マカという南米原産の高山野菜が、女性の妊活にも男性の精力アップにも効くサプリメントで売られています。妊娠を考える女性向けメディアにかぎらず、いろんなところで商品の広告を見かけるので、身近に感じられ、手が伸びる人もいるかもしれませんが、このマカにかぎらず、何かひとつの食品や栄養素を集中的に摂取したからといって、妊娠しやすくなったり精子が活発になったりということはありません。

卵子の老化が気になる女性をターゲットとしたサプリもあるようですね。
外来で、女性が「ミトコンドリアを活性化させるサプリを飲んでいます」と話すので詳しく訊いたところ、卵子を若返らせることを目的としたものだと教えてくれました。お肌のエイジングケアするのと同じ意識で、「卵子もケアすれば若返る」と考えたのでしょう。

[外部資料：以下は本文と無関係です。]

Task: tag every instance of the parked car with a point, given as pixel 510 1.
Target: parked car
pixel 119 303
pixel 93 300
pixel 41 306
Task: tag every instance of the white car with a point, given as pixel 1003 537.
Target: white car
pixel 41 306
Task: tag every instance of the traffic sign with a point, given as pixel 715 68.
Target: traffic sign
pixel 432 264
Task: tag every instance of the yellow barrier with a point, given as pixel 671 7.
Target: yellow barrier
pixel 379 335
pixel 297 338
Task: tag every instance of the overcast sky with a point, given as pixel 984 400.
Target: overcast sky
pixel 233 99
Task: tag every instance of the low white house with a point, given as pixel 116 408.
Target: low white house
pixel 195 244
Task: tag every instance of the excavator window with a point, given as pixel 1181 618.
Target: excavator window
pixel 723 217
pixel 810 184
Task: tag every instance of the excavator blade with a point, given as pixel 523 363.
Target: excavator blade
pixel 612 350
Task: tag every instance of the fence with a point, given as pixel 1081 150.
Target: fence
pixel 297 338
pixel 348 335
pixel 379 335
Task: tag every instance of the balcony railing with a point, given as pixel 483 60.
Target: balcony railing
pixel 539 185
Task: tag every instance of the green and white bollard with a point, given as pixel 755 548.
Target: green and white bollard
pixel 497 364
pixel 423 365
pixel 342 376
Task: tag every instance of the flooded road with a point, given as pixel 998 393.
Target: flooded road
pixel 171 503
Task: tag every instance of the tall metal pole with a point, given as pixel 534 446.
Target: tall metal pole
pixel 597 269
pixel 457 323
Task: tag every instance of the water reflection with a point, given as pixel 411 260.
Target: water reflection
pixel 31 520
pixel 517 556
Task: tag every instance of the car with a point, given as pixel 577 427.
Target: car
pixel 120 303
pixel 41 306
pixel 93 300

第12回でお話しましたが、残念ながら現時点で卵子の老化を食い止める方法はありません。理論上、技術上は可能という話もありますが、実用化されるまでには相当な時間がかかり、待っているうちにみなさんの生殖年齢は終わるでしょう。

効くと信じて飲むことが、おまじないのように心にプラスとなることはあるかもしれません。ただ、妊娠の可能性には何のプラスももたらさないので、ほんとうにそれが自分にとって必要なのかどうか、よく考えてください。特にサプリメントは食品なので、妊娠には関係がなくても体のほかの器官に影響を及ぼす可能性はあります。どうしても摂取したいのであれば、事前に医師に相談しましょう。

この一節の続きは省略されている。